Life

Art Protest Uses Dogs To Promote Social Equality

by Lara Rutherford-Morrison

Can a bunch of short-legged dogs help to bring about social equality? I don’t know, but I’m thrilled to watch them try. On Sunday, an Australian artist gathered together more than a hundred dogs to promote inclusiveness and tolerance at a beach in Henley, South Australia. Any time lots of people with awesome dogs get together, I’m for it. And if it might make the world a little friendlier? Where can I sign up?

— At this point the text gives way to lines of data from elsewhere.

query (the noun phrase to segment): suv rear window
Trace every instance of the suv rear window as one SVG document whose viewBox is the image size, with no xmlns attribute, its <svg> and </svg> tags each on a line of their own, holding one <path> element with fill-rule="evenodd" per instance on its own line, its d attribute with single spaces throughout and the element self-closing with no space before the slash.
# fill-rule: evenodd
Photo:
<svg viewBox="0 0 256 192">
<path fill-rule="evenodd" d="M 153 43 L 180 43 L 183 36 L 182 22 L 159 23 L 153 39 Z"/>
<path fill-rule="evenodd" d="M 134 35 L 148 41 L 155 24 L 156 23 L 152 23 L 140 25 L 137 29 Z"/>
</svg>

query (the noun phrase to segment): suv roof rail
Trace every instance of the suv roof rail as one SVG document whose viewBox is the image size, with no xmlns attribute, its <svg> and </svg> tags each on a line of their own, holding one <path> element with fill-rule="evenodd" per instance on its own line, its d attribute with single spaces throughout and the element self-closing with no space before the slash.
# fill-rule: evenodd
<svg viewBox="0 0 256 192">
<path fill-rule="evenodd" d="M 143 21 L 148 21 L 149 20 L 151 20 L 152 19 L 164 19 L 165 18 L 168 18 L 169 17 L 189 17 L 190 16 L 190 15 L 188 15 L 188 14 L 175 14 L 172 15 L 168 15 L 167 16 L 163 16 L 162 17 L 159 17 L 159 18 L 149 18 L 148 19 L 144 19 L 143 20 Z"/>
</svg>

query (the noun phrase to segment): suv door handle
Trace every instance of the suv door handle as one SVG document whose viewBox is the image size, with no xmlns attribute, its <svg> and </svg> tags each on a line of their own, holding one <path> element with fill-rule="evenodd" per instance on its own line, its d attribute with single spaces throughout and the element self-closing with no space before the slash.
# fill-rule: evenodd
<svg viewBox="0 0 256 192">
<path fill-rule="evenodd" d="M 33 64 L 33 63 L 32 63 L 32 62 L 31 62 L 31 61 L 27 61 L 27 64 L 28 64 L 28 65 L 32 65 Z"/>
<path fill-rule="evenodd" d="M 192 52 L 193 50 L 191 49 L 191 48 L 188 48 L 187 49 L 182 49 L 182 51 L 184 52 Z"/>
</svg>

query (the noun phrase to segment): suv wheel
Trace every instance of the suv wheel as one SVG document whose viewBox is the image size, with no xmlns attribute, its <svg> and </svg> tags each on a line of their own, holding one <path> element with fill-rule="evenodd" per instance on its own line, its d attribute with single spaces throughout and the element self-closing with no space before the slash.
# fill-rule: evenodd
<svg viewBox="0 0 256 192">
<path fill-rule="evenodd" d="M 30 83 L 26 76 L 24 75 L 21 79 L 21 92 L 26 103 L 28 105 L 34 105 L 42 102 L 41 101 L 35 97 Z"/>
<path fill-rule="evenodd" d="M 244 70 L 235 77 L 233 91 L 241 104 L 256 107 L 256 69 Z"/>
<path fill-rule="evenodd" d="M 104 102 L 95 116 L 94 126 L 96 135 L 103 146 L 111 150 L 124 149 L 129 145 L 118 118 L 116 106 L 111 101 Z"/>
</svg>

On October 9, surrealist artist Andrew Baines called together dozens of stubby-legged pups, including dachshunds, Corgis, Basset Hounds, and pugs, for a photo shoot that will serve as inspiration for a series of paintings set to appear at an upcoming exhibition. Baines told Mashable that the gathering was intended to represent “inclusiveness of minorities in society.”

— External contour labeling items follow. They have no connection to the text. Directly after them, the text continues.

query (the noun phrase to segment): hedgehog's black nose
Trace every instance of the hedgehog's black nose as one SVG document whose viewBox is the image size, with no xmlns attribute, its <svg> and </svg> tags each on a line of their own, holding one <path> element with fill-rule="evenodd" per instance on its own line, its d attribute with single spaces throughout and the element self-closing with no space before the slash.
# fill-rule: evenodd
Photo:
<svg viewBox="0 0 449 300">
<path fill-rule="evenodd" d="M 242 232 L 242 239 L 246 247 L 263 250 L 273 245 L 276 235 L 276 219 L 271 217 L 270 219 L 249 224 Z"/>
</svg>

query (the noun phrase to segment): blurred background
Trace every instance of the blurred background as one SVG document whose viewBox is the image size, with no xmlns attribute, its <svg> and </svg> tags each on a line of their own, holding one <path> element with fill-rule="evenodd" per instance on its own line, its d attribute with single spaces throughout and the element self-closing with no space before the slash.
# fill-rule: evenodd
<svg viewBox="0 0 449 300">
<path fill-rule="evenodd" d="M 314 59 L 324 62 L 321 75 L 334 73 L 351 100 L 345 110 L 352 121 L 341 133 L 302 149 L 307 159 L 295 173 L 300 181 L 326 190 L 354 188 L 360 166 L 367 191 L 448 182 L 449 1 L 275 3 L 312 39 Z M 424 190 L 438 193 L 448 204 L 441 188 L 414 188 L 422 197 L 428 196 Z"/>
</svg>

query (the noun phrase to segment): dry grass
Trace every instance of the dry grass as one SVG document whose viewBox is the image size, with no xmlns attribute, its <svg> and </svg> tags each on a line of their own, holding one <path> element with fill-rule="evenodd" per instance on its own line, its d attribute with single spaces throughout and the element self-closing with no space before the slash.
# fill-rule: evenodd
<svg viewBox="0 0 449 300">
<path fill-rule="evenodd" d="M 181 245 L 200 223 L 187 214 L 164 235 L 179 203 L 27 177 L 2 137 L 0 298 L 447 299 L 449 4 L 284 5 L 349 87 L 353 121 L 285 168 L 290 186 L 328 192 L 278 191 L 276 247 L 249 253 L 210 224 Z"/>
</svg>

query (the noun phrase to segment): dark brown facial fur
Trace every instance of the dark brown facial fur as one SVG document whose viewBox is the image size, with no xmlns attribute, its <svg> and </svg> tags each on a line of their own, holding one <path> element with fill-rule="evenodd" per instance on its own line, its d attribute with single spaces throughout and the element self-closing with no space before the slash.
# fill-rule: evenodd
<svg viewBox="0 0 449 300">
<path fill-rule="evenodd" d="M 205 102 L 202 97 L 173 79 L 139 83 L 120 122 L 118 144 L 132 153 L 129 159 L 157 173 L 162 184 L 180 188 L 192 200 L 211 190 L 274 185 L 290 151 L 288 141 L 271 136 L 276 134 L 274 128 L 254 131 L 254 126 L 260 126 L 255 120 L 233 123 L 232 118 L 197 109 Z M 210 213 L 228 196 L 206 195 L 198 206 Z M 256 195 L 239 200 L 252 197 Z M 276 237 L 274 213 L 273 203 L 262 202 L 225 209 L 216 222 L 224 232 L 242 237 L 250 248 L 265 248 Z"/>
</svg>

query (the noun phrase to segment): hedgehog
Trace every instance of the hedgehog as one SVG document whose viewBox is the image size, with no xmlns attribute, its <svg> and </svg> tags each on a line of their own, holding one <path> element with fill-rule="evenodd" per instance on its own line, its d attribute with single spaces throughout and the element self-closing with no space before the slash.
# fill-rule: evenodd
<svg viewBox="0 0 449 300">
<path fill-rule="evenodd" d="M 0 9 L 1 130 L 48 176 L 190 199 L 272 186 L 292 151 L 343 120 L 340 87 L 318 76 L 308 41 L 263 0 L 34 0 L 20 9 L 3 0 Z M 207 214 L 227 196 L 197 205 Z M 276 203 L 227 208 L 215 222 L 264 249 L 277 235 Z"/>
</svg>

“I’d always noticed sausage dogs trying desperately to run at the front of the packs, they have a very determined character,” he explained. “At times they would be knocked over by the bigger breeds and left floundering ... I realised they were a doggy minority.”

The idea that short-legged dog breeds represent human social minorities — and, furthermore, the idea that bringing all of these dogs together somehow promotes social equality for those minority groups — may sound farfetched, but, frankly, I’ll take it. Given the rancorous dumpster fire currently enveloping U.S. politics, I’m more than happy to see someone campaigning for change, not through yelling or insults or threatening to put opponents in jail, but through puppies. Adorable, happy, stubby-legged puppies. (In my world, all dogs are puppies, forever and ever.)

Just look at these silly goobers:

Puppiiiiieeees.

Baines had the dogs’ owners dress in suits for the occasion. He’s done a number of paintings in the past involving people in suits at the beach, “as a metaphor for corporate escapism,” he said. Presumably, these smartly-dressed owners and their vertically-challenged pups will in feature in paintings that play upon similar themes.

Seriously, I think these glorious, goofy dogs are the palate cleanser we all need right now. Can we find a way to have a continuous dogs-at-the-beach festival for the next month? Someone get on that, please.